Я вышел. Дорохов остался.
У нас в землянке Ковальчук сидел над котелком тушёной гречки. Сушил развешанные на верёвке онучи. Пар шёл столбом. Он, увидев меня, открыл рот, чтобы что-то сказать, приглядел — и не стал.
— Серёга. Ты какой-то… серый, шо ли.
— Ковальчук. Тебе, кстати, новости с дивизии дошли?
— Дошли, — он вздохнул. — Разведка боем, двадцать второе. У меня на столе лежит записка от Ржевского. Я должен к завтрашнему полудню доложить готовность третьего взвода. Пошли, ужин поедим. Я без тебя не начинал.
Мы поели молча. Гречка была горячая, чуть пригоревшая снизу, с маленькими жилами мяса. Фёдор подал чай. Ковальчук пил, смотрел в кружку, думал.
— Кирюха, — сказал я. — Ты раньше ходил под австрияка в такие «разведки»?
— Ходил, — он поднял на меня глаза. — Под Раву ходил, в сентябре.

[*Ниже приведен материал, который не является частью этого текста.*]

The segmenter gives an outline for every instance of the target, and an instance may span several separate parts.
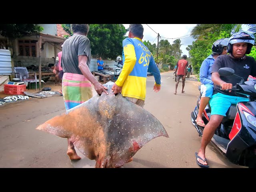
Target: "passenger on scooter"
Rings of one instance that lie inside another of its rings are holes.
[[[254,37],[252,34],[242,31],[235,33],[229,38],[228,43],[228,52],[230,54],[220,55],[214,62],[211,71],[214,91],[210,100],[211,117],[204,129],[198,154],[196,152],[196,162],[201,167],[209,166],[205,157],[206,147],[231,104],[249,101],[248,98],[236,96],[234,91],[226,90],[232,89],[241,79],[234,75],[220,76],[219,69],[232,68],[235,74],[242,77],[245,81],[250,75],[256,76],[256,61],[253,57],[245,55],[250,54],[254,44]]]
[[[212,47],[212,54],[204,60],[200,68],[199,77],[201,83],[200,90],[202,96],[196,122],[198,125],[202,127],[205,126],[202,119],[203,112],[213,93],[213,82],[212,81],[211,74],[212,64],[219,55],[227,54],[228,41],[228,38],[225,38],[218,39],[213,43]]]

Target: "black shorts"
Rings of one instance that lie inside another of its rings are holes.
[[[184,82],[186,80],[186,78],[182,79],[182,78],[184,76],[183,75],[177,75],[177,81],[179,81],[180,78],[182,79],[183,82]]]
[[[59,71],[59,78],[60,79],[62,79],[62,78],[63,77],[63,74],[64,74],[64,73],[63,73],[63,70],[61,70]]]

Там наши накрыли, но нам самим досталось. У меня во взводе из тридцати семи осталось двадцать восемь. Считай сам. Шесть убито, трое тяжёлых.
Я считал.
— И сейчас будет так же?
— Сейчас мы в обороне, Серёга. В обороне проще. В обороне мы стреляем из окопа, они бегут по полю. Если у нас патроны есть — а патроны у нас есть, слава Богу, — то им хуже, чем нам. Плюс ваш с Ржевским «ус» на правом, о котором я не должен ничего знать, но почему-то знаю.
— Знаешь?
— Знаю, Серёга. Рота — это двести мужиков в общем каше. Тут, если чихнул — услышат на другом конце хода. Бугров копает, двенадцать человек копают, — как ты думаешь, вечером они идут к своим в отделение и ничего не рассказывают? Рассказывают всё. Я знаю, что ты с Ржевским придумал кривые в «усу», от пулемётов. И я тебе по-братски скажу, Серёга: молодец. Если у меня в третьем взводе есть такое же — ты мне покажи, я у себя тоже сделаю. Разрешения у Ржевского я сам спрошу. Одного «уса» на всю позицию мало, если таких мест хватает.

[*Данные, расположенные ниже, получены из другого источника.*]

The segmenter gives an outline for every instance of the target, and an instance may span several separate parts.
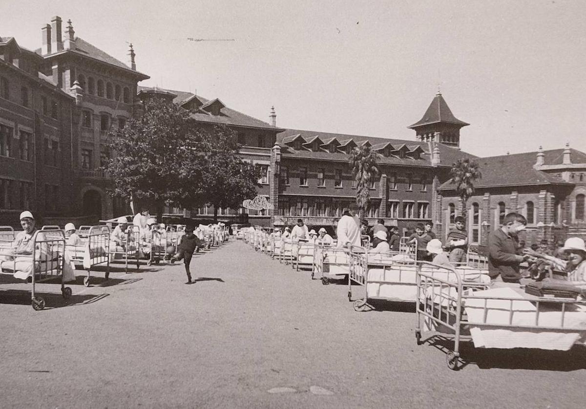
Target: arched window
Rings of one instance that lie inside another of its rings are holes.
[[[98,80],[98,96],[104,96],[104,81],[101,80]]]
[[[505,206],[504,202],[499,202],[499,224],[502,224],[505,221],[505,216],[506,215],[506,209]]]
[[[87,77],[87,93],[93,95],[96,93],[96,81],[93,77]]]
[[[472,224],[478,224],[480,219],[480,206],[478,203],[472,203]]]
[[[83,76],[83,74],[80,74],[77,76],[77,82],[79,83],[79,86],[81,87],[81,89],[85,91],[86,77]]]
[[[584,220],[584,195],[576,195],[576,220]]]
[[[535,223],[535,206],[533,202],[525,203],[525,210],[527,213],[527,224],[533,224]]]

Я смотрел на него и понимал, как стремительно вокруг меня сейчас, к полудню следующего дня, может развернуться то, чего я ещё вчера утром не замышлял. Один чертёж — пошёл в ротный журнал. Один Ковальчук — за ним придут ко мне с просьбой. Один Ржевский — попросил записку «обо всём, что не в порядке». Я начал с двадцати шагов. Меня уже тянут к двумстам.
— Кирюха, — произнёс я осторожно. — Я посмотрю у тебя на позиции завтра. Обещаю. Но, послушай, я не инженер. Я студент. Я читал одну французскую книгу, и мне пришла в голову одна мысль. И всё.

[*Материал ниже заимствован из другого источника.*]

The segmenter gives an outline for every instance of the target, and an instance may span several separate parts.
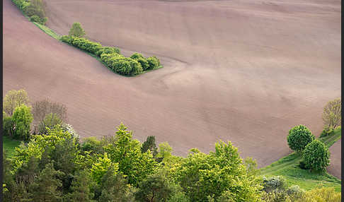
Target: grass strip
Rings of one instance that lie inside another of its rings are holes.
[[[341,138],[341,129],[336,129],[333,135],[319,138],[328,148]],[[260,175],[265,177],[283,176],[288,186],[297,184],[305,190],[310,190],[319,186],[332,186],[336,191],[340,191],[341,181],[328,172],[309,172],[299,167],[302,155],[292,153],[271,165],[261,168]]]

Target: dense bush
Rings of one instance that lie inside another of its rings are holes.
[[[269,193],[273,190],[285,190],[286,188],[285,179],[280,176],[274,176],[263,178],[264,191]]]
[[[330,127],[325,127],[320,134],[320,137],[326,137],[334,134],[334,130]]]
[[[145,59],[142,54],[135,53],[131,57],[125,57],[120,54],[118,48],[102,47],[101,44],[85,38],[65,35],[61,37],[61,40],[100,57],[109,68],[121,75],[134,76],[142,73],[144,70],[156,69],[160,66],[160,61],[155,57]]]
[[[29,102],[28,93],[25,90],[9,90],[4,98],[4,112],[5,112],[7,115],[12,116],[16,107],[19,107],[21,105],[28,105]]]
[[[40,125],[38,126],[38,132],[40,134],[46,134],[47,133],[47,127],[53,129],[57,125],[62,126],[62,120],[61,120],[57,114],[50,113],[47,114],[43,121],[40,123]]]
[[[30,138],[30,125],[33,120],[30,107],[25,105],[16,107],[12,116],[14,125],[14,138],[28,141]]]
[[[85,31],[80,23],[74,23],[68,35],[71,37],[82,37],[85,35]]]
[[[112,53],[117,53],[118,54],[120,54],[120,50],[116,47],[102,47],[99,49],[98,51],[96,52],[96,54],[98,57],[101,57],[102,54],[112,54]]]
[[[289,147],[297,152],[303,150],[314,138],[314,135],[304,125],[296,126],[291,129],[287,137]]]
[[[323,121],[325,126],[336,129],[342,122],[342,100],[340,98],[328,102],[323,107]]]
[[[322,187],[306,191],[299,198],[286,202],[340,202],[341,198],[340,192],[336,192],[333,187]]]
[[[14,123],[12,117],[3,118],[2,127],[4,136],[12,136],[14,133]]]
[[[45,25],[45,22],[47,22],[47,18],[46,17],[41,18],[38,16],[36,16],[36,15],[34,15],[34,16],[32,16],[31,17],[30,17],[30,21],[36,22],[36,23],[40,23],[41,25]]]
[[[302,155],[305,167],[323,171],[330,163],[330,152],[322,142],[315,140],[306,146]]]
[[[146,58],[144,58],[142,54],[139,53],[134,53],[131,57],[131,59],[137,61],[142,67],[143,71],[147,70],[149,68],[149,64]]]
[[[149,69],[154,69],[160,66],[160,61],[155,56],[147,58]]]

— Серёга, — Ковальчук медленно поставил кружку на ящик, — ты шо, думаешь, у нас в армии кто-то больше знает? Мы все тут что-то читали. Один читал Вобана, другой — «Вестник военного ведомства» за девятый год, третий — ничего не читал, только молитвенник мамки своей. Если у тебя в голове есть что-то полезное — ты его высыпай, пока ты живой. А потом уже будешь скромничать.
Он нагнулся над кружкой, помешал ложкой. Не глядя на меня, добавил тише:
— Двадцать второго, Серёга, не знаю, кто из нас двоих до вечера доживёт. Так что чего уж там.
Эта фраза, произнесённая в землянке четвёртой роты над нагретым чаем двадцатипятилетним, в сущности, подпоручиком, сидела между нами молча. Ковальчук усмехнулся, стряхнул настроение, как собака стряхивает воду.
— Ладно. Давай ещё по кружке. Фёдор, будь добр, кипяточку.
Фёдор, ни на секунду не тянув, подлил. Кипяточек был давно припасён.
Я лёг на нары рано. Сил писать записку Ржевскому сегодня у меня не было, а писать её надо было одним заходом, свежей головой. Значит, подъём до света, в четыре, при свече, с карандашом. До утра у меня оставалось на отдых часов шесть.
Я лежал, смотрел в бревенчатый потолок. Ковальчук уже храпел. Фёдор дремал в углу на своём соломенном тюфяке, полусидя, как спят солдаты, привычные к чужому окрику. Буржуйка дышала ровно.
У меня в голове, как обычно перед сном, перебирался дневной список. Не мой — теперь уже не мой. Общий.
Первое. Ржевский поверил мне настолько, что пустил в ротный журнал чертёж за моей подписью. Это, как бы я ни формулировал, был с его стороны жест доверия, в котором у него — как и у меня — не было оснований.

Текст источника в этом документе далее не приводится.